Yine sayın çoğunluğun adeta “tescil davalarında davacı zaten karşılıksız olarak taşınmaz edinmekte, hiç olmazsa yargılama giderlerini ödesinler” tarzında bir yaklaşımla gerekçe oluşturduğu anlaşılmaktadır ki bu görüşe katılmak mümkün değildir. Eğer mahkeme davacının davasını kazanma yönündeki hukuki koşulların oluşmadığını düşünüyorsa hiç şüphesiz davayı reddetmelidir. Hem davayı kabul edip, hem de yargılama giderlerini davacı üzerinde bırakmak Kanun’un açık hükmüyle çelişmektedir.
¹ Tescil davasını kaybeden Hazineden kanuni hasım olması nedeniyle yargılama giderlerinin alınmamasının hukuka aykırı olduğuna ilişkin aynı yöndeki görüş için bkz.
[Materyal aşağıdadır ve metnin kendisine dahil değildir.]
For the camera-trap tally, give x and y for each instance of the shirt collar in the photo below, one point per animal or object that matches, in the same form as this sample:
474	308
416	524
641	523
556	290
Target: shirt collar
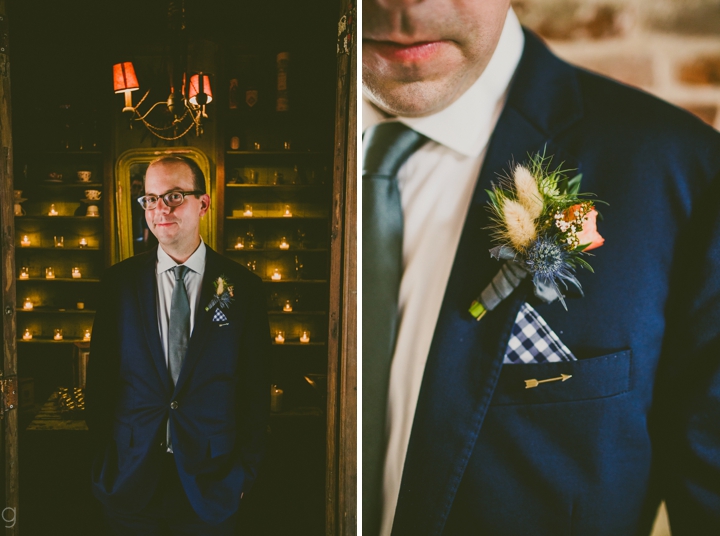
196	262
465	126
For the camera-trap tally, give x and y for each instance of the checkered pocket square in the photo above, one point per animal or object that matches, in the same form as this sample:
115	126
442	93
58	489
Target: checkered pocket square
532	341
219	316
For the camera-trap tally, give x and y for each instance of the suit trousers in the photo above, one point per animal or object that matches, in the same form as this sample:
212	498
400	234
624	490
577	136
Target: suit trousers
169	512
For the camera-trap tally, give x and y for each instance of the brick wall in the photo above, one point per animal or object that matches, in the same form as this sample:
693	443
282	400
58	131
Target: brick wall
670	48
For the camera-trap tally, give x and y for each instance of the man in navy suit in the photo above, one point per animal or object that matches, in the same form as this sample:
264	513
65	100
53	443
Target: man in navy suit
453	442
178	388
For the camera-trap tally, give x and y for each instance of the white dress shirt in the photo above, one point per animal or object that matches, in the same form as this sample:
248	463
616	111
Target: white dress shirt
436	185
165	284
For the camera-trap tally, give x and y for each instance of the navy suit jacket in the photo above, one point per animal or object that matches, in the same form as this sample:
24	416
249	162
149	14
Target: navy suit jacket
639	421
218	428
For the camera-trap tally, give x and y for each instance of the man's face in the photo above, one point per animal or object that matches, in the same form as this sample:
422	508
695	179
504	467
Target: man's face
419	56
174	226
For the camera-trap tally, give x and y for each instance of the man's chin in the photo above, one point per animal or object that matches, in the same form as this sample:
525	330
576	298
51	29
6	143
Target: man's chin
410	99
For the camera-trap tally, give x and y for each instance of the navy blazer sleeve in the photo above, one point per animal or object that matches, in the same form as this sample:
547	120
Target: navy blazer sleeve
689	375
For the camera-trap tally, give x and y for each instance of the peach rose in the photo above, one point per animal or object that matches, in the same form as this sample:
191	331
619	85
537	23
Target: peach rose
589	234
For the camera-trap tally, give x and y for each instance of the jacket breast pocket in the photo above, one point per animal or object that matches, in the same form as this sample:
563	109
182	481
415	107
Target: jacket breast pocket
585	379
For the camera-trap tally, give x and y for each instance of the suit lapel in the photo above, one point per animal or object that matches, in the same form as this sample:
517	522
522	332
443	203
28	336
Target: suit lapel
147	298
203	318
466	356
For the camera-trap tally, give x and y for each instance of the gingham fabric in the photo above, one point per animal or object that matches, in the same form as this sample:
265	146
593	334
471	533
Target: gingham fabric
218	316
532	341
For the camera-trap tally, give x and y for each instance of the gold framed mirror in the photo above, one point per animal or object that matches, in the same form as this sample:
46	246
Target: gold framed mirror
133	236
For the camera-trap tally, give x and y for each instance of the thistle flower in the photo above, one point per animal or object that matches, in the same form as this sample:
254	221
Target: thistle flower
519	223
527	191
547	260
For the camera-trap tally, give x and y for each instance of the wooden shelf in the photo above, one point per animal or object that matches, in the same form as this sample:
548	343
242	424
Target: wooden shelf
278	250
276	186
45	217
62	279
276	153
36	248
58	153
295	343
315	281
53	310
41	185
297	313
255	218
49	340
301	411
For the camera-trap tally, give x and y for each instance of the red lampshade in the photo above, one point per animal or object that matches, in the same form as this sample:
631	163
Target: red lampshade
194	88
124	78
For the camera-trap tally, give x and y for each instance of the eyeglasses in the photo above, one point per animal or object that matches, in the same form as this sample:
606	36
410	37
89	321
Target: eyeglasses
171	199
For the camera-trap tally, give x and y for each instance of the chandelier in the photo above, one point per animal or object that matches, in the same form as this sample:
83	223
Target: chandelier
184	108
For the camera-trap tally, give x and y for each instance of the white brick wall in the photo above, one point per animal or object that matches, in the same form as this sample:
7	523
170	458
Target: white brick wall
670	48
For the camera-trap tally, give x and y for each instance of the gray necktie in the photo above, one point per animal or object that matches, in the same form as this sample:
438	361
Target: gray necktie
386	147
179	328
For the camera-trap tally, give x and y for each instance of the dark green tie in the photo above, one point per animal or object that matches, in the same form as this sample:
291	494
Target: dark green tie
179	328
385	148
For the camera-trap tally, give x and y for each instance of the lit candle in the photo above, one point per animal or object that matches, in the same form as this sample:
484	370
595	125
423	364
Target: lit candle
275	399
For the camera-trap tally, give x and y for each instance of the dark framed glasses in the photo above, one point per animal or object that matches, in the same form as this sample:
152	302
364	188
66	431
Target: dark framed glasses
171	199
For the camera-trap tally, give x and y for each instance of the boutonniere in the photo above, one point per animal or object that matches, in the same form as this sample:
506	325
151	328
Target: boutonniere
223	294
542	226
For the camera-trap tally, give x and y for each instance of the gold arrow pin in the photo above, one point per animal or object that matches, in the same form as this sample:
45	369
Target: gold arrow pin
529	384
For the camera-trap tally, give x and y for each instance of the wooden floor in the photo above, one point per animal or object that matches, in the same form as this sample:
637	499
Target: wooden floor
287	498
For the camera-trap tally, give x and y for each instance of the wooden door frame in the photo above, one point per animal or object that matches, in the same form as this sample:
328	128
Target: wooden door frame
8	374
341	473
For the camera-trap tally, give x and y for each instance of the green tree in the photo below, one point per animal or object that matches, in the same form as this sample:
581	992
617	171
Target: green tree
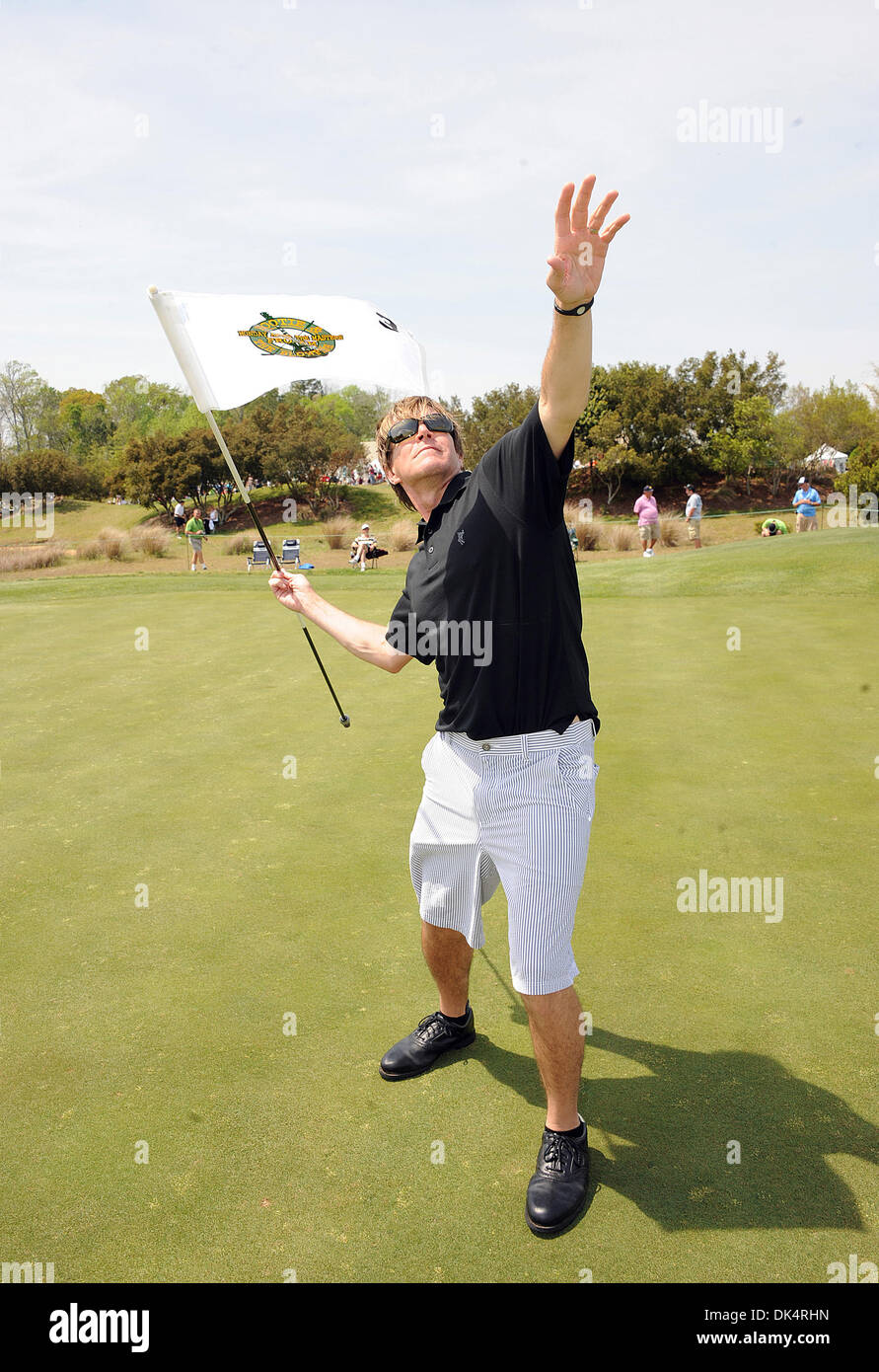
861	471
24	397
85	421
838	416
48	470
491	416
305	446
745	446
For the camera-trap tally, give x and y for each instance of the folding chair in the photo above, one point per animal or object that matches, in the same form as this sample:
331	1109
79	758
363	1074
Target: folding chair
259	556
289	552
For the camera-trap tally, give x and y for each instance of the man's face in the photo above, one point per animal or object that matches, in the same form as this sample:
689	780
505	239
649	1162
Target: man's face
422	454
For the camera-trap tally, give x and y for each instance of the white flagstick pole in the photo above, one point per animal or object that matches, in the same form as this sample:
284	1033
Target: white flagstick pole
343	720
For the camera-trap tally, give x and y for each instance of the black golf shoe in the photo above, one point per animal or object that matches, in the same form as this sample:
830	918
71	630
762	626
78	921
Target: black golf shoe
420	1050
557	1189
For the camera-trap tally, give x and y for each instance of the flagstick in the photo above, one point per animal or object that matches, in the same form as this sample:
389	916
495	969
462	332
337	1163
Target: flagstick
343	718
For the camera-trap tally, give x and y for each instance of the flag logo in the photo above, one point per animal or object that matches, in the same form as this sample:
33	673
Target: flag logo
284	337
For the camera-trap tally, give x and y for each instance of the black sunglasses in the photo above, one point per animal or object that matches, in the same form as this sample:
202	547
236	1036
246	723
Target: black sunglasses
407	428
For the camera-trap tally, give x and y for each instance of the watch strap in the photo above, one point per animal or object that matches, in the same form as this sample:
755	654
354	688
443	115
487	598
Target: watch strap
577	309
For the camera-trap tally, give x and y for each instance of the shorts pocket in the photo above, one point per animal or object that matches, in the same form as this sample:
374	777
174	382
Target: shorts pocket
577	771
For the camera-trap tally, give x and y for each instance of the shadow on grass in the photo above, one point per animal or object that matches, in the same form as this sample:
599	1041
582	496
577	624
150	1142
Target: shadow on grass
672	1132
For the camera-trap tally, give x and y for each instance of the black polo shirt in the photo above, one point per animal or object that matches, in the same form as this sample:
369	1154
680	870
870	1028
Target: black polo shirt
492	598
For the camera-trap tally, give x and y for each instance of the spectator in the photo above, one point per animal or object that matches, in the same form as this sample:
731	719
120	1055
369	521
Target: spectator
693	514
361	546
807	502
770	527
195	533
647	513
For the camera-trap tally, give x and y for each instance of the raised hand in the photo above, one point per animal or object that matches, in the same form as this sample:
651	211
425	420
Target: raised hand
289	587
580	246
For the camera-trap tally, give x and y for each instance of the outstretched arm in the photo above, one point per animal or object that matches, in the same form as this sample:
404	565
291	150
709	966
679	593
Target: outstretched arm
358	636
576	265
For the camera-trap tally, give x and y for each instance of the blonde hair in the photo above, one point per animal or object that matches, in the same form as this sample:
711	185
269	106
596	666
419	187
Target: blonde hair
410	408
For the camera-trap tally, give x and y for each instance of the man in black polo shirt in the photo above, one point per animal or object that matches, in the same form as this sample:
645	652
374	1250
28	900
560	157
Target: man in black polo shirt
491	598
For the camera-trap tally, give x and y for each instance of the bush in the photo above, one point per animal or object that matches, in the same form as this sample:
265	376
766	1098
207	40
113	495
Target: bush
622	538
32	556
590	535
114	545
402	535
672	531
339	531
589	531
151	542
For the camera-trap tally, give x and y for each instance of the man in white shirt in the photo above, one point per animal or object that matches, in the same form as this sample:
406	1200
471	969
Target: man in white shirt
693	514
Kuru, Baki (2001) Hukuk Muhakemeleri Usulü, Cilt 5, 6. Baskı, Ankara, s. 5339.
Açıklanan nedenlerle davanın kabul edilmiş olduğu gözetilerek, tarafların temyiz sebepleri de nazara alınmak suretiyle davalı Hazinenin harçlardan muaf olması, davalı Belediyenin ise harçlardan muaf olmaması nedeniyle, hükmün onanması düşüncesinde olduğumuzdan sayın çoğunluğun düzelterek onama görüşüne katılmıyoruz.